If you choose to drink, make sure it is in moderation and avoid becoming too intoxicated. Being drunk impairs your judgment, including interfering with your decision-making when it comes to managing your diabetes. Plus, being drunk can look like hypoglycemia, so friends and family members might think you are drunk based on your behavior, when you are actually experiencing hypoglycemia and are in danger.

How to protect yourself from drunk you as much as you can.
·         If you choose to drink, always make sure that you are with someone who is not drinking and knows you are diabetic who can respond quickly in case you experience an emergency low (and provide you with either carbs or glucagon).
·         If you have a continuous glucose monitor (CGM), use it. While you are drinking, it will allow you to see where your glucose is at all times and if it begins to drop quickly. If you don’t have a CGM, test your blood sugar more often, especially if you are not feeling well, you want to know if your sugar is dropping, or if you are getting drunk. You need to know if your sugars are going too low so you can correct them quickly.

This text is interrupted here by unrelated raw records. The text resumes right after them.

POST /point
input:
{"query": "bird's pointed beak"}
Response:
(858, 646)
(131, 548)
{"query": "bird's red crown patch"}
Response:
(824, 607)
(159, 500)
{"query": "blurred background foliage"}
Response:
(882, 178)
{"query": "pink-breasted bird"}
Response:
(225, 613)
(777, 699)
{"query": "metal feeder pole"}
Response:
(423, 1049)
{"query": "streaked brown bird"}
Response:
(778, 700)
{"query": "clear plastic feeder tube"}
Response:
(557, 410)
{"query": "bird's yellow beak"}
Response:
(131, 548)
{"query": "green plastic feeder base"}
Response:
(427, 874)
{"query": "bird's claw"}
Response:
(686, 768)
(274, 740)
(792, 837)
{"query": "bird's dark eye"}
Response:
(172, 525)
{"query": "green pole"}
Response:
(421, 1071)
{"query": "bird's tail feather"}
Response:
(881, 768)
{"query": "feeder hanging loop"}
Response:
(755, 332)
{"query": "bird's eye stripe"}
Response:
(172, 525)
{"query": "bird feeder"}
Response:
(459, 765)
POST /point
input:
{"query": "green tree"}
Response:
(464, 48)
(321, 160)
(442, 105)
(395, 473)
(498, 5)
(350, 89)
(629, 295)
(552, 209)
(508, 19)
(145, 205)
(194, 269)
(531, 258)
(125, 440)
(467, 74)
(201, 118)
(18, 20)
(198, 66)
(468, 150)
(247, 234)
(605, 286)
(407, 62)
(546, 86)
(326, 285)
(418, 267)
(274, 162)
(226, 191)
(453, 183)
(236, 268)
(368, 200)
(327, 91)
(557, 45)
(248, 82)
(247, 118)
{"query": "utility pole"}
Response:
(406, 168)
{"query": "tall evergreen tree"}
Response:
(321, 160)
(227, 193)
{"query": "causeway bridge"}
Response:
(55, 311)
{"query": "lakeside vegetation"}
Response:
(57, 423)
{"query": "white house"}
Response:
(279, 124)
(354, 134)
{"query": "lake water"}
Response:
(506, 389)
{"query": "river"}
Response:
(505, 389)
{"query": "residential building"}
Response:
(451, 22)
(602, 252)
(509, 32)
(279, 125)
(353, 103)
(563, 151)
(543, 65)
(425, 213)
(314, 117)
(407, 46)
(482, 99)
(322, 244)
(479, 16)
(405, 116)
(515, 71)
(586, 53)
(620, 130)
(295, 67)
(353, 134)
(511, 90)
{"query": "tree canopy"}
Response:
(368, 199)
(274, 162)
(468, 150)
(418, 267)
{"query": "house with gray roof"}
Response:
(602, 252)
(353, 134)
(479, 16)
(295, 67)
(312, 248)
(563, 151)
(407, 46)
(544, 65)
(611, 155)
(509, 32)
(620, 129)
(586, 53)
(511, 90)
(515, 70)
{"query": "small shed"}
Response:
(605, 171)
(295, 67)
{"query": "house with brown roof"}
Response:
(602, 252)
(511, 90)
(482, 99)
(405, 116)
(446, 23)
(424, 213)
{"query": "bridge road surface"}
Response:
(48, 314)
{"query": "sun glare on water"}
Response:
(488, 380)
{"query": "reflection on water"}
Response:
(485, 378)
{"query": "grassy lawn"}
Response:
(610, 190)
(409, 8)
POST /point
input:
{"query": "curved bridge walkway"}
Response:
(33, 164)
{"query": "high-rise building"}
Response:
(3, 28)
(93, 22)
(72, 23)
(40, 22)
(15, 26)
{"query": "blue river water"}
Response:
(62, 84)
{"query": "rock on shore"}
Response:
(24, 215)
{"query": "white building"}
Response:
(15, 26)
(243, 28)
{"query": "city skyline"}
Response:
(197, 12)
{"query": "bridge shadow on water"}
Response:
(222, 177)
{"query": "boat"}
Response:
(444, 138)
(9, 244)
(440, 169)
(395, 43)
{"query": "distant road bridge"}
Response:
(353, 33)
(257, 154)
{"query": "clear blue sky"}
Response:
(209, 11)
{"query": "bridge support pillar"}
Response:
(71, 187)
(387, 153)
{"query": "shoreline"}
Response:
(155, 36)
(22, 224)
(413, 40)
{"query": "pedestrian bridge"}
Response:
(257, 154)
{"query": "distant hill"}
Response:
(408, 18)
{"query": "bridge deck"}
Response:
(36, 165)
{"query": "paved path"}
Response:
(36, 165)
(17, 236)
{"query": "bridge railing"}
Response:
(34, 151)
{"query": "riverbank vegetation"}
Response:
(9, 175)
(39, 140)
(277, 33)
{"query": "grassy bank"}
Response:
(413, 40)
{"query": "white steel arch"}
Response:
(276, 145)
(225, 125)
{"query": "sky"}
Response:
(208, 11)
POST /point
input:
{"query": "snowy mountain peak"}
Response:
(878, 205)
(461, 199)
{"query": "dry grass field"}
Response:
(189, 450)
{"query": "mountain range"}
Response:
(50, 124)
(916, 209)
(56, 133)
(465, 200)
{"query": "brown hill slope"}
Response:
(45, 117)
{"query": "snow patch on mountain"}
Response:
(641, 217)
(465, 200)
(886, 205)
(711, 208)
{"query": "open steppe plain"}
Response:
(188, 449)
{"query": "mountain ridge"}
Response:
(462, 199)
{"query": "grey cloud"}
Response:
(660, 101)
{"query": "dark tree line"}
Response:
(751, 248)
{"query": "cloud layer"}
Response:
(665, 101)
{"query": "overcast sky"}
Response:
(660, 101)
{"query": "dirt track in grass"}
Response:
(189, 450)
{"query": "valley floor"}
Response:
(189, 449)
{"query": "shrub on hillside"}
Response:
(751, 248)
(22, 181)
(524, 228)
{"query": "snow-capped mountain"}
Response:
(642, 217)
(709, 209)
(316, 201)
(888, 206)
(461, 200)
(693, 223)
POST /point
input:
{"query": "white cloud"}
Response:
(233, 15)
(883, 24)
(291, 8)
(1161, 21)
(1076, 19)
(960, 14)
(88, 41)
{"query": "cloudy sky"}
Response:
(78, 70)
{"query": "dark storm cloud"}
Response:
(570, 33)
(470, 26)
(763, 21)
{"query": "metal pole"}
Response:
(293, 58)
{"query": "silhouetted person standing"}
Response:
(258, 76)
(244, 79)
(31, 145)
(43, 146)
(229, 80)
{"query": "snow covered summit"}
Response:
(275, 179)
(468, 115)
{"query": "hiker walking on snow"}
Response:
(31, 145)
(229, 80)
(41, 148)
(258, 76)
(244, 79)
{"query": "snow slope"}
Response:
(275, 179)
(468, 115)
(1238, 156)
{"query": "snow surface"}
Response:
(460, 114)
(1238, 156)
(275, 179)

·         Never drink on an empty stomach. Instead, have a good meal before or during drinking. But know the carb count of what you are eating and work with your healthcare professional to determine how to take medication for that meal along with the alcohol you are consuming.
·         Have your supplies handy.  Always bring your blood glucose testing kit and enough supplies for you to test frequently. It’s a good idea to have extra test strips, alcohol swabs, lancets, as well as fast-acting forms of glucose, including emergency glucagon in case your blood sugar level doesn’t come up with food or glucose. If you use an insulin pump or a CGM, make sure you check that they are working properly without any low-power indicators before you start to drink. If you need to fill your pump with insulin or change out either your infusion set or CGM sensor, do it before you begin drinking or get drunk.
·         If you take basal insulin in the evening, it’s not an easy answer on what to do if you plan to consume alcohol that evening. Depending on what type of diabetes you have, and other factors, the results of drinking and taking a long-acting insulin before going out, may have differing results. If you have Type 1 and you take your usual amount of long-acting insulin and then you drink alcohol, it may contribute to delayed hypoglycemia when drinking too much alcohol. If you have Type 2 diabetes and are overweight or have significant insulin resistance, taking your usual amount of long-acting insulin may be a good strategy to avoid high blood glucose numbers. No matter what your type of diabetes, frequent blood glucose checking will help you take the right action to avoid high or low blood glucose when choosing to drink alcohol.
Carb content of alcoholic beverages
Here’s how broad classes of alcoholic beverages break down in carbohydrate content:

As you can see, if you stick to light or ultralight beer, dry wine, and spirits, you can keep your carb intake relatively low while safely enjoying an occasional adult beverage.